Counterkart

How to 3D

Project: Counterkart

Counterkart

This semester you will learn more about computer graphics by implementing your own two-player, couch-competitive kart-racing game. We'll refer to the application as Counterkart in this specification. Feel free to adopt a different name in your implementation.

Counterkart has the following features:

As with all the renderers you write this semester, Counterkart is implemented in TypeScript with help from just a couple Node.js libraries: vite for bundling and cannon-es for physics. All other code is written by you.

Your instructor has designed this project after witnessing many semesters of unmet learning objectives, stress preceding due dates, and the overspecification that comes from automated grading. The following features of this project are an attempt to address these concerns.

One project, five milestones. Building your own game is no small endeavor.

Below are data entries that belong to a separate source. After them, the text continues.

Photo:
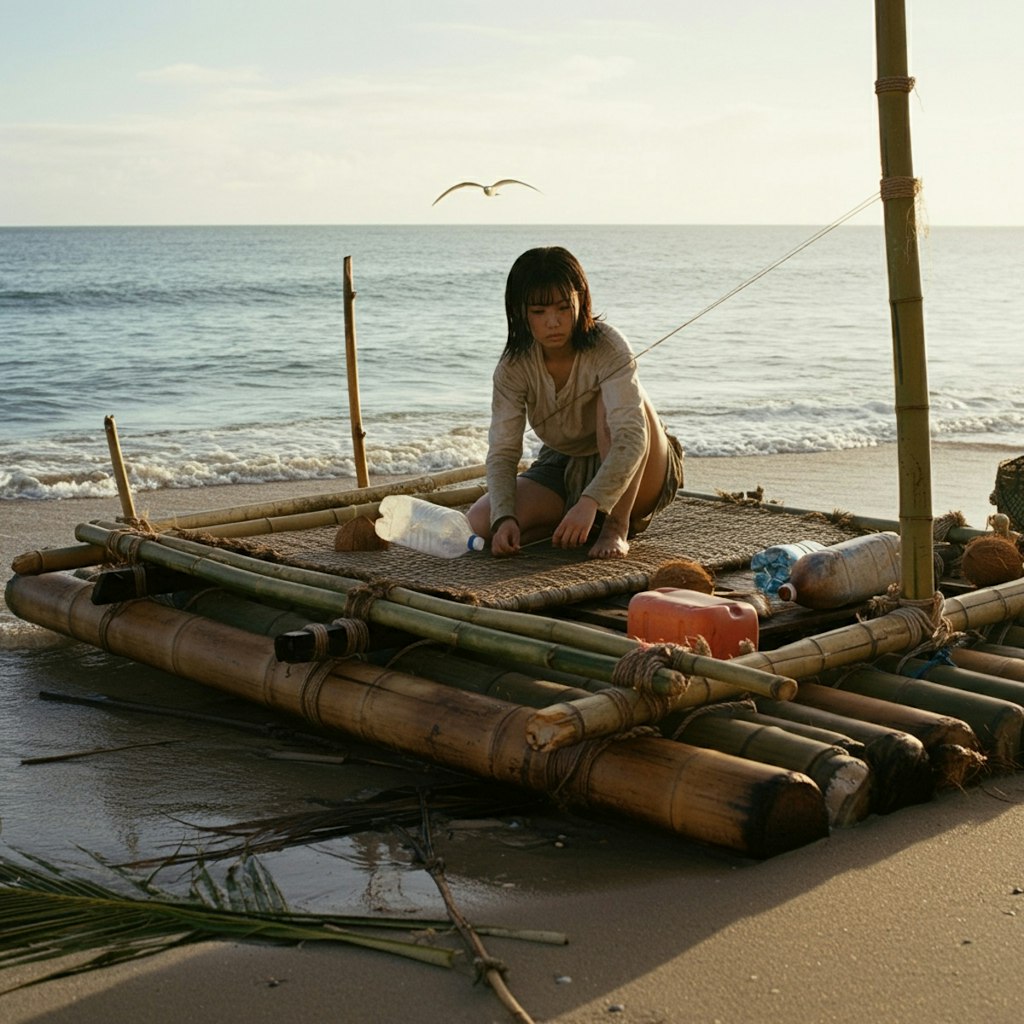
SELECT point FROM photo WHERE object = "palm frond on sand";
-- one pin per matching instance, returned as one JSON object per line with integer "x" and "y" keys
{"x": 48, "y": 914}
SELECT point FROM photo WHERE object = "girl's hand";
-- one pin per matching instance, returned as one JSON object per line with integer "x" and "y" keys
{"x": 506, "y": 539}
{"x": 576, "y": 524}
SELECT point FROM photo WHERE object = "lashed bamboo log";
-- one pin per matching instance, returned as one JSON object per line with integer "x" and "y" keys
{"x": 74, "y": 556}
{"x": 865, "y": 641}
{"x": 957, "y": 535}
{"x": 899, "y": 190}
{"x": 854, "y": 748}
{"x": 844, "y": 780}
{"x": 898, "y": 760}
{"x": 516, "y": 687}
{"x": 1005, "y": 662}
{"x": 701, "y": 795}
{"x": 354, "y": 411}
{"x": 323, "y": 592}
{"x": 957, "y": 723}
{"x": 313, "y": 503}
{"x": 928, "y": 726}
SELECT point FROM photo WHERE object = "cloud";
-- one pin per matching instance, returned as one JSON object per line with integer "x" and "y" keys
{"x": 196, "y": 75}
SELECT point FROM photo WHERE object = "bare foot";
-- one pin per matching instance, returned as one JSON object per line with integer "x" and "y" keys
{"x": 610, "y": 543}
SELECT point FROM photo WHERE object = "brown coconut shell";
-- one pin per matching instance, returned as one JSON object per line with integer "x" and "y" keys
{"x": 358, "y": 535}
{"x": 683, "y": 574}
{"x": 991, "y": 559}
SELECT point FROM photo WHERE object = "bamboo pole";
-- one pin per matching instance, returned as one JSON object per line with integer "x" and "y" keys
{"x": 700, "y": 795}
{"x": 312, "y": 503}
{"x": 325, "y": 593}
{"x": 120, "y": 474}
{"x": 899, "y": 190}
{"x": 75, "y": 556}
{"x": 358, "y": 434}
{"x": 898, "y": 760}
{"x": 337, "y": 516}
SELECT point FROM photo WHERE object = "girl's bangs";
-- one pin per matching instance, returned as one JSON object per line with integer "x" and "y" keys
{"x": 549, "y": 294}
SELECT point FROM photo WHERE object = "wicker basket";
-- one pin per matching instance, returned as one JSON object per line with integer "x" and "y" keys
{"x": 1008, "y": 496}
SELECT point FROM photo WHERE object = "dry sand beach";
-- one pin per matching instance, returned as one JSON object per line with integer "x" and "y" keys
{"x": 911, "y": 916}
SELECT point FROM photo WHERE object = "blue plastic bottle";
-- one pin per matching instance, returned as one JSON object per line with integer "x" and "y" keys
{"x": 772, "y": 565}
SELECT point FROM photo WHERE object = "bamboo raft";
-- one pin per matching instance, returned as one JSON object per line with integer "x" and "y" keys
{"x": 531, "y": 678}
{"x": 826, "y": 723}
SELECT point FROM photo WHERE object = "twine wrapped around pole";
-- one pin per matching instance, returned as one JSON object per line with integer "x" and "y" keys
{"x": 899, "y": 194}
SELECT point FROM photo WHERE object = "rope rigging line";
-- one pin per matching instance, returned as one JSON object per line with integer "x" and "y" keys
{"x": 816, "y": 237}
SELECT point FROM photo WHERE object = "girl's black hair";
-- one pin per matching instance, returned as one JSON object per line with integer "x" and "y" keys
{"x": 543, "y": 276}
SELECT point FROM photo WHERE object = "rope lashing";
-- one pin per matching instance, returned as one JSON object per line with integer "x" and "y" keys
{"x": 929, "y": 628}
{"x": 360, "y": 599}
{"x": 356, "y": 638}
{"x": 130, "y": 556}
{"x": 895, "y": 83}
{"x": 899, "y": 186}
{"x": 310, "y": 691}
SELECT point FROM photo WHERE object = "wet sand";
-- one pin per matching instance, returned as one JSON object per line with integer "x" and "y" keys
{"x": 910, "y": 916}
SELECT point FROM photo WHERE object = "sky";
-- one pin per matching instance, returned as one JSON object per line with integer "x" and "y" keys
{"x": 332, "y": 112}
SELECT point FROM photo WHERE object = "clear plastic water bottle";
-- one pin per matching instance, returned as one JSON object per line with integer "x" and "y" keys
{"x": 772, "y": 565}
{"x": 431, "y": 528}
{"x": 846, "y": 572}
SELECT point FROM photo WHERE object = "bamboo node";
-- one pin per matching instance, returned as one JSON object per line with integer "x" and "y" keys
{"x": 895, "y": 83}
{"x": 360, "y": 599}
{"x": 722, "y": 708}
{"x": 944, "y": 523}
{"x": 573, "y": 764}
{"x": 899, "y": 186}
{"x": 310, "y": 691}
{"x": 356, "y": 638}
{"x": 929, "y": 628}
{"x": 132, "y": 543}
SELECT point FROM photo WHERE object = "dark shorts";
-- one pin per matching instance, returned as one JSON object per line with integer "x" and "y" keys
{"x": 553, "y": 469}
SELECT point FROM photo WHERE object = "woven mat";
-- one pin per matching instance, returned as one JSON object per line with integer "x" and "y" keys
{"x": 720, "y": 536}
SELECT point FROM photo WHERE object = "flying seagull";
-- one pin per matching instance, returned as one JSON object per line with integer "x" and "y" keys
{"x": 487, "y": 189}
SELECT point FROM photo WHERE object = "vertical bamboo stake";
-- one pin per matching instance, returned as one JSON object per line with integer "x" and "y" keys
{"x": 358, "y": 434}
{"x": 899, "y": 190}
{"x": 120, "y": 475}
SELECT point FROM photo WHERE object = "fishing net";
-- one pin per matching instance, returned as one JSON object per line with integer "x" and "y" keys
{"x": 719, "y": 536}
{"x": 1008, "y": 496}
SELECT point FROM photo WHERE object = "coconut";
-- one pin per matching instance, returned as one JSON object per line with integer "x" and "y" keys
{"x": 358, "y": 535}
{"x": 683, "y": 574}
{"x": 991, "y": 559}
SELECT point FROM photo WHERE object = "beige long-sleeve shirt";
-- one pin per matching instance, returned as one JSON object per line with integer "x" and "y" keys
{"x": 566, "y": 421}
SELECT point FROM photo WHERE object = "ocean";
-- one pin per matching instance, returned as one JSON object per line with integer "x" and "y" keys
{"x": 220, "y": 351}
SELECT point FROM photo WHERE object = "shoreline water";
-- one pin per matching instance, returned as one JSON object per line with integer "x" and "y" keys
{"x": 907, "y": 916}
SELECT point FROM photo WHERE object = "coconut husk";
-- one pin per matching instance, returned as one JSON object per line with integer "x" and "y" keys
{"x": 991, "y": 559}
{"x": 683, "y": 574}
{"x": 358, "y": 535}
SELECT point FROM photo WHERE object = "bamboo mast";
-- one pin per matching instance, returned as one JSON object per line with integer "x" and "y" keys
{"x": 899, "y": 190}
{"x": 120, "y": 473}
{"x": 358, "y": 434}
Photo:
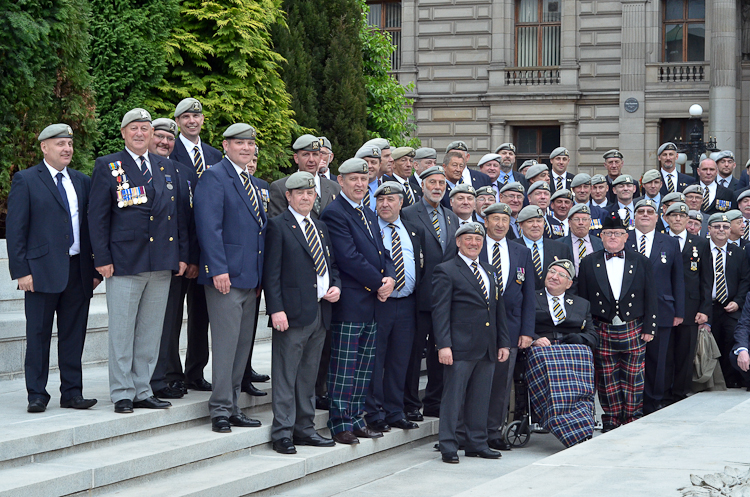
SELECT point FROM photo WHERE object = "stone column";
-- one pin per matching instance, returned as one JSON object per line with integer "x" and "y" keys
{"x": 722, "y": 95}
{"x": 633, "y": 84}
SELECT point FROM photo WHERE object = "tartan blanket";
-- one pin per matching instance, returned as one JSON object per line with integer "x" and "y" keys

You've got to learn how design 3D models, assemble worlds, situate and respond to the viewer, control motion, and breathe animated life into your characters. The project has therefore been decomposed into five separate milestones. You'll enjoy the focus of building a single piece of software, but accomplish it in manageable stages.

Full credit when done. Each milestone comes with a list of requirements that you must meet to receive credit. You've been a student long enough to expect partial credit for partial work. Partial credit is nice way for you to salvage some points for something you've turned in, but it's got some problems. For one, it's pure fiction. If your instructor says A, B, and C are important, and you demonstrate only A, the instructor has to somehow decide what A is worth by itself. For two, assigning partial credit burns up time that your instructor would rather spend helping you achieve full credit. In this project, if a milestone asks you to complete A, B, C, that means they're all important. You won't get partial credit for only completing A. That sounds severe, but the good news is that you don't turn a milestone in until you've completed all the requirements. There aren't fixed due dates by which a milestone needs to be submitted. The policy is not no partial credit but rather full credit when done.

Submit on ready dates. Taking away due dates entirely is a recipe for disaster when life is full of other obligations that do have due dates. This project therefore is structured by a more flexible time constraint called a ready date, which is a day that you may choose to submit a milestone. You have seven ready dates across which you may scatter your submissions:

Only one milestone may be submitted per date. You can't, for example, submit all five milestones on the last ready date. Milestones don't have to be completed by a particular date, but they do need to be completed in order. You can miss any two of these dates and still submit all five milestones, but you shouldn't feel like you need to complete all five. If you try to submit a milestone that does not meet all the requirements, it will be rejected and you will have to wait until the next ready date to resubmit.